Yes—I totally agree feeling different is a state of mind. Certainly being treated as different can happen simply as a result of innocuous things like the clothing you choose to wear. I had a teen flaunt post on this very subject, “They decided I was different.”
The contest itself focuses on having an invisible or blatant difference and how the student has learned to embrace and accept themselves unconditionally, despite the judgment of others. For this reason, I am not sure that Rachel Cohen would be eligible to win the contest (the topic of acceptable clothing being a bit off target). Our essays are judged first by Scholastic, then by me to select the finalists and winners. Of course if an essay is in line with our goal of enhancing empathy in schools, anything is possible.

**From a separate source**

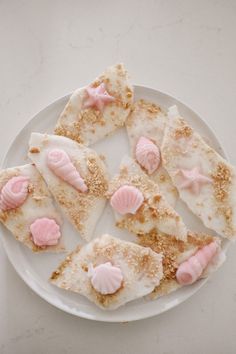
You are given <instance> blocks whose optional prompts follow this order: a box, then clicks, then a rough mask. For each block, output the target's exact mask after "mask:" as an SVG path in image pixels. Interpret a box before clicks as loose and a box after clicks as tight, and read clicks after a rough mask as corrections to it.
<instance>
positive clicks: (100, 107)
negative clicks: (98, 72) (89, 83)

But even if an essay isn’t quite the right fit to win our contest, the story of feeling judged about something, anything, is certainly ripe for potential publishing as a Guest, Teen, or Kid Flaunt on our website.
Kars4Kids: You dislike the word “disabled” and see ectrodactyly as your family’s vision of normal. Is ectrodactyly really the same thing as having blue eyes instead of, for instance, brown? Just a random difference?
Meg Zucker: I don’t think that having a genetic difference is precisely the same as having blue eyes, and etc., but that is mainly because by having it—we have to constantly navigate reactions and constant offers of help from strangers (with the best of intentions, even if usually not needed). Unless someone reminds us of our difference, however, we completely forget about it: it is simply what makes us, us, and so in that sense it is no different than having a different eye color.
Kars4Kids: What’s next for Don’t Hide It, Flaunt It?
Meg Zucker. We are continuing to gear up for our 2018 Kids Flaunt contest, looking to continue to raise money to expand the reach of our programming and enhance its content. We have also been partnering with prestigious universities and other corporations to offer “Flaunt It” diversity programming to employees and their families.